- The paper introduces UltraTool, a novel benchmark that evaluates LLMs’ abilities to plan, create, and use tools effectively in complex, real-world scenarios.
- It employs a multi-dimensional framework across 22 domains with 5,824 examples to assess planning methodologies, tool creation, and usage accuracy.
- Results indicate that larger models like GPT-4 outperform smaller ones, with language orientation and JSON formatting significantly impacting tool utilization.
Introduction
The paper "Planning, Creation, Usage: Benchmarking LLMs for Comprehensive Tool Utilization in Real-World Complex Scenarios" (2401.17167) introduces UltraTool, a robust benchmark aimed at assessing the capabilities of LLMs in tool utilization across real-world complex scenarios. Unlike existing benchmarks that rely on synthetic queries and pre-defined toolsets, UltraTool emphasizes the complexity inherent in real-life applications, focusing on the entire process of using tools characterized by planning, creating, and utilizing them efficiently. This multifaceted approach aims to map out intermediate steps for task-solving without restrictions imposed by predefined tools.
UltraTool is structured to evaluate LLMs based on their ability to conduct comprehensive tool utilization through multiple dimensions:
- Planning: UltraTool requires models to engage in precise, logical, multi-step planning within natural language frameworks before proceeding with tool applications, ensuring that complex problems are decomposed into manageable sub-tasks.
- Tool Creation: The benchmarks assess LLMs' awareness regarding the sufficiency of existing tools and their capability to craft new tools when necessary, facilitating effective task solutions that might demand tool creation beyond predefined sets.
- Tool Usage: This dimension evaluates three essential aspects: tool use awareness, tool selection appropriateness, and the proper specification of input parameters for tool execution.

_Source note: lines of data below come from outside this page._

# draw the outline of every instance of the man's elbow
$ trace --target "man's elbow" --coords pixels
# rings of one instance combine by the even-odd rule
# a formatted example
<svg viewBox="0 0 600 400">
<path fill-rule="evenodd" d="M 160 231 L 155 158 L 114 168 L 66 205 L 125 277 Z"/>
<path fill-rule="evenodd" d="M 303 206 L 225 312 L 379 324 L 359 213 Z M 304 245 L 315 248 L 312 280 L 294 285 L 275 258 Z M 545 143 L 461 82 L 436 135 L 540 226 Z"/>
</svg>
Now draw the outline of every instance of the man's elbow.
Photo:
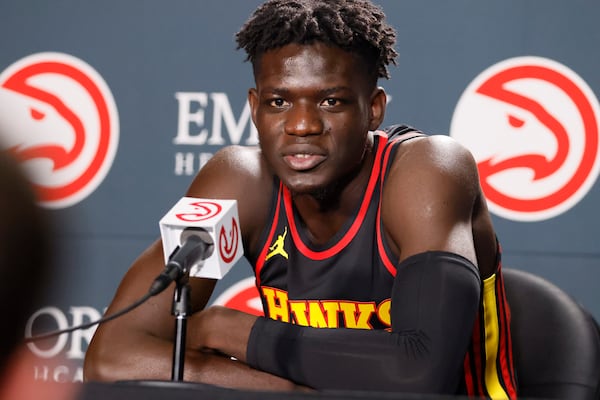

UltraTool spans 22 distinct domains and incorporates a dataset consisting of 5,824 examples, each accompanied by extensive tool instructions, challenging the LLMs to demonstrate adaptability over diverse and complex queries.
Figure 1: Illustration of (a) tool utilization process in real-world complex scenarios and (b) construction process of previous benchmarks.
Results and Analysis
In evaluating various LLMs, including both open-source models like LLaMA2 and closed-source ones like GPT-4, UltraTool offers insightful revelations into tool utilization capabilities:
- Performance Metrics: GPT-4 notably excels across both planning and tool creation dimensions, achieving the highest overall scores. Smaller-scale models, while syntactically sound, often lag in comprehensive query understanding and executional robustness.
- Model Scale: There is a direct correlation observed between model scale and tool utilization ability, reinforcing the idea that larger model architectures generally demonstrate enhanced performance capabilities.
- Language Variability: Language orientation significantly affects performance, with Chinese-oriented LLMs generally performing better on Chinese datasets, and similarly for English-directed models.
Figure 2: Multi-dimensional scores of planning and tool creation evaluation of 4 representative models under different model scales, including: Qwen-7B, Qwen-14B, Qwen-72B, and GPT-4.
Error Analysis and Metrics
Error analysis identified five major error types including instruction non-adherence, hallucination outputs, redundant content generation, incomplete outputs, and incorrect JSON formatting. The JSON format correctness rates of the models demonstrate a close alignment with overall performance, suggesting that maintaining format compliance is crucial for effective tool utilization.
Figure 3: Correlation between JSON format correct rate with the overall score in \tablename~\ref{tab:main}.
Implications and Future Directions
UltraTool sets the stage for profound developments in LLMs' real-world tool utilization. By providing a more nuanced, multi-dimensional evaluation framework, it underscores the need for advancements in LLM capabilities surrounding tool creation and accurate execution. The results highlight areas for significant improvement, especially in comprehensive understanding and response accuracy.
The benchmark not only stimulates further research into sophisticated applications of LLMs for tool interaction but also propels the field towards refining models’ capabilities to adeptly navigate real-world complexities.
Conclusion
UltraTool represents a significant step in evaluating and enhancing LLM tool utilization capabilities by addressing the real-world complexities of planning, creation, and application. It serves as a foundational platform for future explorations and improvements in tool-related LLM functionalities, underlining the necessity for meticulous design and execution abilities in complex scenarios.